Rituals to Embody Minimalism
With our insane schedules and daily grind (Without maids in lockdown), it’s not an easy task to feel grateful and happy all day. You may consider forming little rituals to help you remember the same:
- As soon as you wake up in the morning, say a little prayer of gratitude for everything you have in your life. (of course without looking at your cellphones).
- Maintain a “Thank you” journal and scribble a paragraph in it at the end of each day. (Try to go beyond the obvious ones like ice-creams, the big bang theory etc.)
- When you meet someone, be kind, empathetic and treat them with respect.
- When you sit down for a meal, say a little prayer of gratitude for everyone who made it possible (farmers, cooks, transporters, vendors, etc.).
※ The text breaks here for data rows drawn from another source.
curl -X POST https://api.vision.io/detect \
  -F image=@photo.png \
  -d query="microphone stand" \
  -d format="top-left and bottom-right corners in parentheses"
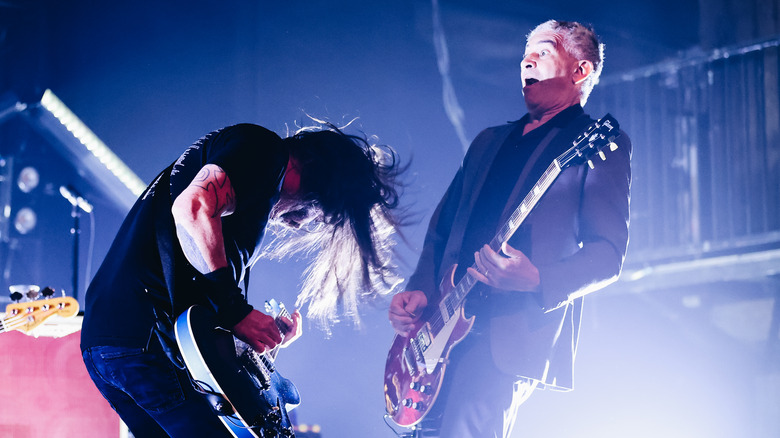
top-left (69, 202), bottom-right (81, 301)
top-left (60, 186), bottom-right (92, 300)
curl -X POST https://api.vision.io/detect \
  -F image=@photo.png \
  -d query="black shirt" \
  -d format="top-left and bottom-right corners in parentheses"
top-left (81, 124), bottom-right (288, 350)
top-left (456, 105), bottom-right (585, 314)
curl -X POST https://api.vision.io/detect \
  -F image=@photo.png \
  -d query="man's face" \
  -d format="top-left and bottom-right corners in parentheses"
top-left (521, 30), bottom-right (578, 89)
top-left (270, 196), bottom-right (321, 230)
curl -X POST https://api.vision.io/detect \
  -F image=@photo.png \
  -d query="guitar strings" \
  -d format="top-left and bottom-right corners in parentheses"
top-left (0, 313), bottom-right (37, 333)
top-left (267, 304), bottom-right (291, 362)
top-left (419, 161), bottom-right (562, 337)
top-left (0, 301), bottom-right (77, 333)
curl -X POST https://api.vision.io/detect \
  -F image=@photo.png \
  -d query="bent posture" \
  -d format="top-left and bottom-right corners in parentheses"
top-left (82, 122), bottom-right (403, 437)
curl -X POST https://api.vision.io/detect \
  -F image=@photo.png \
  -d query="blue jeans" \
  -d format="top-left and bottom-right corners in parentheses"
top-left (82, 345), bottom-right (231, 437)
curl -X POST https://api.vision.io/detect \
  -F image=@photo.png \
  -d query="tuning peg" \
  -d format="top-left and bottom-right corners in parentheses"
top-left (9, 285), bottom-right (42, 302)
top-left (587, 160), bottom-right (594, 169)
top-left (609, 142), bottom-right (618, 151)
top-left (41, 287), bottom-right (55, 298)
top-left (598, 150), bottom-right (607, 161)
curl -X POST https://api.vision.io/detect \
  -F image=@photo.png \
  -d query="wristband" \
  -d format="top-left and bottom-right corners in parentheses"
top-left (203, 267), bottom-right (253, 327)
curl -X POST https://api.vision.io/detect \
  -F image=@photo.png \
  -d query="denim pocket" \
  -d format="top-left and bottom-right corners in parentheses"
top-left (96, 346), bottom-right (186, 413)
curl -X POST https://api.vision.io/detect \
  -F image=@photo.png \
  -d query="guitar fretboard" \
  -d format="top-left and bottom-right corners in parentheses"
top-left (266, 300), bottom-right (290, 362)
top-left (429, 160), bottom-right (564, 334)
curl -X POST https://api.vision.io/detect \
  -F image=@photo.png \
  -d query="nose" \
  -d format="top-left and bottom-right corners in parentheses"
top-left (522, 55), bottom-right (535, 69)
top-left (281, 209), bottom-right (309, 229)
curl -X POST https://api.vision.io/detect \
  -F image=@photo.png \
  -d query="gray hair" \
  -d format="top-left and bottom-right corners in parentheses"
top-left (528, 20), bottom-right (605, 105)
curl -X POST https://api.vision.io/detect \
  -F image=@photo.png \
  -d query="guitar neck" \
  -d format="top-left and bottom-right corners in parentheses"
top-left (1, 297), bottom-right (79, 335)
top-left (441, 159), bottom-right (564, 311)
top-left (265, 301), bottom-right (291, 362)
top-left (0, 312), bottom-right (22, 334)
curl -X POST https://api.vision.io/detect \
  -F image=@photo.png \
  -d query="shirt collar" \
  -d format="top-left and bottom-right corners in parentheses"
top-left (511, 103), bottom-right (584, 130)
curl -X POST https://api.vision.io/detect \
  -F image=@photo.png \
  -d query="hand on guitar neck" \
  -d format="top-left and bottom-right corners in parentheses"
top-left (467, 241), bottom-right (540, 292)
top-left (276, 308), bottom-right (303, 348)
top-left (232, 308), bottom-right (302, 354)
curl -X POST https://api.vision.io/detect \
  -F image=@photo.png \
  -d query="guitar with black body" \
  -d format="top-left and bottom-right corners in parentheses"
top-left (383, 114), bottom-right (621, 428)
top-left (175, 299), bottom-right (300, 437)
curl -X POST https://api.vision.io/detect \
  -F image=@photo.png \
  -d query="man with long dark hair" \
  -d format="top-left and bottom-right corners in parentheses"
top-left (81, 122), bottom-right (403, 437)
top-left (388, 20), bottom-right (632, 437)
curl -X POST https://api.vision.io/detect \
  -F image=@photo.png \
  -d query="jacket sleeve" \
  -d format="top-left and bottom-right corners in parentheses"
top-left (535, 130), bottom-right (632, 311)
top-left (405, 164), bottom-right (465, 301)
top-left (405, 126), bottom-right (509, 300)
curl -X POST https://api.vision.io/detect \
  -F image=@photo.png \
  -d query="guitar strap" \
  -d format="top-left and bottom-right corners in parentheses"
top-left (149, 163), bottom-right (188, 369)
top-left (440, 122), bottom-right (564, 275)
top-left (499, 113), bottom-right (594, 223)
top-left (149, 163), bottom-right (253, 369)
top-left (151, 165), bottom-right (176, 306)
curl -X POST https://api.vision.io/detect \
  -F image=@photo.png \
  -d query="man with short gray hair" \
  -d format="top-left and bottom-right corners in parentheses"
top-left (389, 20), bottom-right (631, 437)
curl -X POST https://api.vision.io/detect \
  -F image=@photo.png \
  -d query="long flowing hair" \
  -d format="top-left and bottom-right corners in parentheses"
top-left (261, 122), bottom-right (405, 328)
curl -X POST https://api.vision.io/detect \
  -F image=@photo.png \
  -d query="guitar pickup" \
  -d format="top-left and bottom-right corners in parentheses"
top-left (404, 326), bottom-right (433, 375)
top-left (415, 326), bottom-right (432, 352)
top-left (403, 346), bottom-right (417, 374)
top-left (439, 301), bottom-right (454, 322)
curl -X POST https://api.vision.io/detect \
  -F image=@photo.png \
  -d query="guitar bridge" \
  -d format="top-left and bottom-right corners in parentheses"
top-left (403, 326), bottom-right (433, 376)
top-left (403, 344), bottom-right (417, 374)
top-left (237, 347), bottom-right (272, 390)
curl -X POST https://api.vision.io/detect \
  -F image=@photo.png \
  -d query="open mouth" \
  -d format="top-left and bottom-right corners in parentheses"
top-left (524, 78), bottom-right (539, 87)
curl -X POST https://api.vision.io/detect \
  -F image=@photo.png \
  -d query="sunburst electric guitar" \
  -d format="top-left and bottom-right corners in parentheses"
top-left (175, 299), bottom-right (300, 438)
top-left (384, 114), bottom-right (621, 427)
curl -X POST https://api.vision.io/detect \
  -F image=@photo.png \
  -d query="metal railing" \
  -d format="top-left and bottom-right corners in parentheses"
top-left (589, 36), bottom-right (780, 270)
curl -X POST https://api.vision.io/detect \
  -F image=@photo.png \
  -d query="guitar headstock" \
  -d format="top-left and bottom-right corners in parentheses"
top-left (558, 113), bottom-right (620, 170)
top-left (3, 296), bottom-right (79, 334)
top-left (264, 299), bottom-right (288, 319)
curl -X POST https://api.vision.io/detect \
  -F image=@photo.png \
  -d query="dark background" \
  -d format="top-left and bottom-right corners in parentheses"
top-left (1, 1), bottom-right (778, 437)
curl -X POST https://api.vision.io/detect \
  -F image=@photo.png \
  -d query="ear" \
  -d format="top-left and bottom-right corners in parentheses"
top-left (573, 60), bottom-right (594, 85)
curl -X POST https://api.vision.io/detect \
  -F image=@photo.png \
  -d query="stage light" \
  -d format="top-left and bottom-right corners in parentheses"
top-left (16, 166), bottom-right (39, 193)
top-left (13, 207), bottom-right (37, 234)
top-left (39, 89), bottom-right (146, 199)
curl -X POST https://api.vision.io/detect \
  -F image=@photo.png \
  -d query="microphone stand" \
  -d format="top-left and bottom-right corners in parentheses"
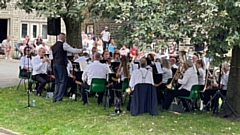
top-left (25, 54), bottom-right (32, 108)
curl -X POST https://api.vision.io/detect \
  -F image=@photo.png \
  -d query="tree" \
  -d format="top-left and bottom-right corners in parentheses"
top-left (93, 0), bottom-right (240, 115)
top-left (16, 0), bottom-right (88, 47)
top-left (90, 0), bottom-right (182, 51)
top-left (0, 0), bottom-right (9, 9)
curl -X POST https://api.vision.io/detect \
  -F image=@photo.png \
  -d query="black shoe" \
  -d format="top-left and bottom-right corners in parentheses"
top-left (36, 92), bottom-right (41, 97)
top-left (83, 102), bottom-right (89, 105)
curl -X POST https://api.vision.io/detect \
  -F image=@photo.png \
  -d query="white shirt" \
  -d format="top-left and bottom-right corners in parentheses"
top-left (2, 40), bottom-right (11, 46)
top-left (59, 40), bottom-right (83, 54)
top-left (198, 68), bottom-right (205, 85)
top-left (82, 61), bottom-right (108, 85)
top-left (129, 68), bottom-right (154, 90)
top-left (102, 31), bottom-right (110, 42)
top-left (67, 60), bottom-right (73, 77)
top-left (20, 56), bottom-right (32, 69)
top-left (129, 63), bottom-right (139, 75)
top-left (118, 67), bottom-right (127, 81)
top-left (87, 39), bottom-right (95, 52)
top-left (172, 64), bottom-right (178, 69)
top-left (221, 71), bottom-right (229, 90)
top-left (32, 55), bottom-right (50, 75)
top-left (162, 67), bottom-right (172, 84)
top-left (120, 48), bottom-right (129, 56)
top-left (178, 67), bottom-right (198, 91)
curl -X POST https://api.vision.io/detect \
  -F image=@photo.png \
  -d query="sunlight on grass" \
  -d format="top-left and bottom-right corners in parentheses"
top-left (0, 86), bottom-right (239, 135)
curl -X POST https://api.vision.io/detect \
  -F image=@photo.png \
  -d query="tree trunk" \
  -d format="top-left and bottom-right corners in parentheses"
top-left (62, 17), bottom-right (82, 48)
top-left (227, 45), bottom-right (240, 115)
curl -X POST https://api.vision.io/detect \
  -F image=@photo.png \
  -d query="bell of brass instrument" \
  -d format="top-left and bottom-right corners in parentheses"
top-left (167, 63), bottom-right (183, 90)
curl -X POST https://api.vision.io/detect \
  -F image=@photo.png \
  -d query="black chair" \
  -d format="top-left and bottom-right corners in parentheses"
top-left (130, 83), bottom-right (158, 116)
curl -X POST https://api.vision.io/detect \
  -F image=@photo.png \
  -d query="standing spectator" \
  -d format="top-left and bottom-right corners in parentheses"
top-left (168, 43), bottom-right (177, 58)
top-left (82, 34), bottom-right (88, 49)
top-left (86, 35), bottom-right (95, 54)
top-left (51, 33), bottom-right (84, 102)
top-left (108, 39), bottom-right (117, 56)
top-left (1, 36), bottom-right (12, 59)
top-left (33, 35), bottom-right (43, 48)
top-left (96, 36), bottom-right (103, 53)
top-left (101, 26), bottom-right (110, 51)
top-left (87, 28), bottom-right (96, 41)
top-left (130, 44), bottom-right (138, 58)
top-left (120, 44), bottom-right (129, 56)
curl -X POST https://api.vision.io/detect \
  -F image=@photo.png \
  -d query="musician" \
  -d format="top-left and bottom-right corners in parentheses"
top-left (146, 58), bottom-right (153, 72)
top-left (52, 33), bottom-right (84, 102)
top-left (102, 50), bottom-right (111, 64)
top-left (111, 49), bottom-right (120, 62)
top-left (196, 59), bottom-right (205, 90)
top-left (155, 58), bottom-right (172, 104)
top-left (20, 46), bottom-right (33, 91)
top-left (192, 55), bottom-right (198, 64)
top-left (202, 63), bottom-right (229, 110)
top-left (129, 58), bottom-right (154, 90)
top-left (147, 53), bottom-right (155, 65)
top-left (109, 56), bottom-right (129, 106)
top-left (32, 47), bottom-right (55, 96)
top-left (169, 58), bottom-right (178, 75)
top-left (81, 52), bottom-right (108, 105)
top-left (162, 60), bottom-right (198, 111)
top-left (66, 59), bottom-right (77, 98)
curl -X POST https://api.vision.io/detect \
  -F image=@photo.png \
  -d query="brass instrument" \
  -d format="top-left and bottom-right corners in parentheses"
top-left (167, 63), bottom-right (184, 90)
top-left (202, 65), bottom-right (212, 92)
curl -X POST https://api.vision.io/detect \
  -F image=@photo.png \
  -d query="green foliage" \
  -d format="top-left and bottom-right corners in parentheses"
top-left (16, 0), bottom-right (88, 21)
top-left (0, 0), bottom-right (10, 9)
top-left (90, 0), bottom-right (240, 65)
top-left (1, 86), bottom-right (240, 135)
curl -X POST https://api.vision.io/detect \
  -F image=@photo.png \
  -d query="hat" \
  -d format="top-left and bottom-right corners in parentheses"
top-left (105, 26), bottom-right (108, 29)
top-left (185, 60), bottom-right (193, 67)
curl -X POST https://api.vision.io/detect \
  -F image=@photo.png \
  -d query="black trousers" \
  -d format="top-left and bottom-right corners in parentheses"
top-left (155, 83), bottom-right (167, 105)
top-left (66, 77), bottom-right (77, 96)
top-left (81, 83), bottom-right (104, 104)
top-left (33, 74), bottom-right (54, 94)
top-left (109, 81), bottom-right (123, 105)
top-left (163, 89), bottom-right (190, 110)
top-left (203, 88), bottom-right (227, 106)
top-left (20, 70), bottom-right (32, 90)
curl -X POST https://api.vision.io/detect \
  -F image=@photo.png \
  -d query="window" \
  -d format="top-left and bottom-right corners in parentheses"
top-left (42, 25), bottom-right (47, 39)
top-left (21, 23), bottom-right (28, 38)
top-left (31, 24), bottom-right (38, 39)
top-left (21, 22), bottom-right (48, 40)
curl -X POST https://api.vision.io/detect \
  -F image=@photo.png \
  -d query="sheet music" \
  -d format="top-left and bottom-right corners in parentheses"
top-left (155, 62), bottom-right (163, 74)
top-left (74, 56), bottom-right (89, 62)
top-left (107, 64), bottom-right (114, 73)
top-left (79, 61), bottom-right (87, 71)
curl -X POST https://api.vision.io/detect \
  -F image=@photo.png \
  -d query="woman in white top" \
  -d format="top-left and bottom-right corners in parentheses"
top-left (155, 58), bottom-right (172, 104)
top-left (86, 35), bottom-right (95, 53)
top-left (109, 56), bottom-right (129, 106)
top-left (96, 36), bottom-right (103, 53)
top-left (196, 59), bottom-right (205, 90)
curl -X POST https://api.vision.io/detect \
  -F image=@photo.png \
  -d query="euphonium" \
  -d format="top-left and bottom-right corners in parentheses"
top-left (166, 63), bottom-right (183, 90)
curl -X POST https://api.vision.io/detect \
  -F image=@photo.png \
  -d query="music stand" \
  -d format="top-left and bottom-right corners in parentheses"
top-left (25, 49), bottom-right (32, 108)
top-left (111, 62), bottom-right (120, 73)
top-left (201, 65), bottom-right (239, 118)
top-left (100, 60), bottom-right (107, 64)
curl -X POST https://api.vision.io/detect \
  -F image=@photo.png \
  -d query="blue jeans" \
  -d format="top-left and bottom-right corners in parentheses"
top-left (53, 64), bottom-right (68, 102)
top-left (103, 41), bottom-right (108, 51)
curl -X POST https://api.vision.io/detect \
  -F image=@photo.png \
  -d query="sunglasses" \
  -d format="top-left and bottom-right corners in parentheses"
top-left (26, 50), bottom-right (30, 51)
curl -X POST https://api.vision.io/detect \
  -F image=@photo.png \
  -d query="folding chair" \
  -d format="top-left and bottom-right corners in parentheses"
top-left (178, 85), bottom-right (200, 112)
top-left (16, 66), bottom-right (28, 91)
top-left (85, 78), bottom-right (106, 107)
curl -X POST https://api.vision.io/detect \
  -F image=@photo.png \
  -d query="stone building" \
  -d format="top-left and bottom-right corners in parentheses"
top-left (0, 0), bottom-right (65, 53)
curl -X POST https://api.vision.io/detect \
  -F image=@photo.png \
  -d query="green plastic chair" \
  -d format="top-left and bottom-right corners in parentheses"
top-left (16, 66), bottom-right (28, 91)
top-left (178, 84), bottom-right (200, 112)
top-left (85, 78), bottom-right (106, 104)
top-left (112, 78), bottom-right (129, 104)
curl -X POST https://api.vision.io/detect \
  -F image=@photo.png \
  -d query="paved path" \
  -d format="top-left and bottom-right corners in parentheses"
top-left (0, 58), bottom-right (19, 88)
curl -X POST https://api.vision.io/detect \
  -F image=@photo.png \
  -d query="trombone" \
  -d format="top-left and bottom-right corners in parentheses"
top-left (166, 63), bottom-right (184, 90)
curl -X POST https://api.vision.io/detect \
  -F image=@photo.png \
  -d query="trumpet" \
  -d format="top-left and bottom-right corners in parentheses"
top-left (43, 56), bottom-right (51, 64)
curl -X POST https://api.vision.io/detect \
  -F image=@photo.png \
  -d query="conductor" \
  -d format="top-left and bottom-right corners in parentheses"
top-left (52, 33), bottom-right (84, 102)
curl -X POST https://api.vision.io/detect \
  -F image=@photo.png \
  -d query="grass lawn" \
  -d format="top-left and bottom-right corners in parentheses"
top-left (0, 86), bottom-right (240, 135)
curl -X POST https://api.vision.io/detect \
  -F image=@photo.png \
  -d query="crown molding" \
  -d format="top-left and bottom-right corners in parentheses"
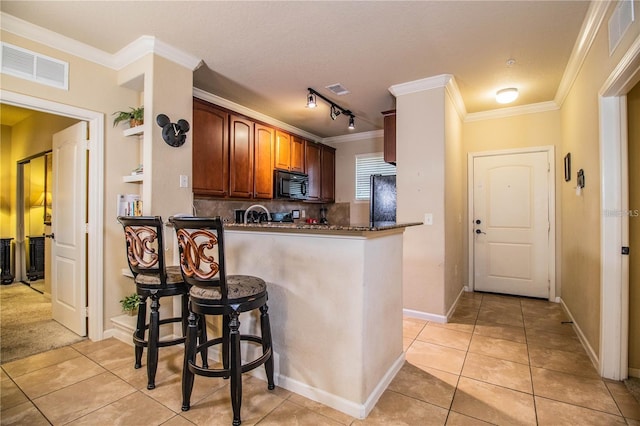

- Before you start a new activity (a work task, a workout, a meeting), pause and reflect on your intention for this activity. Is it focused on helping others? If yes, you are on the right track.
- When you finish an activity, show respect to your environment and equipment by mindfully cleaning and replacing them, instead of rushing to the next activity.
There are many such rituals, of course, but the ones mentioned are great to start with.
Consider asking yourself, before you buy anything, whether you really need it. Ask yourself, when you interact with others, what are you showing them? Respect and appreciation or?. Also, ask yourself if you really need a Voot subscription when you already have Amazon prime and Netflix. Well, okay! You can ignore the last one. (We are guilty of that too)
You need to ask yourself, throughout your day, whether you have all you need. Most probably you’ll find that you do, and by appreciating that fact more often, you will see what a profound miracle that is.
Once you understand that you have everything you need, you’d stop searching for the rainbows and unicorns that don’t exist — and have never existed. (Hope, the Western Mythology team isn’t reading this!)
So, embrace your life and stop and smell the roses once in a while. (Oh wait! – with your masks on, please.)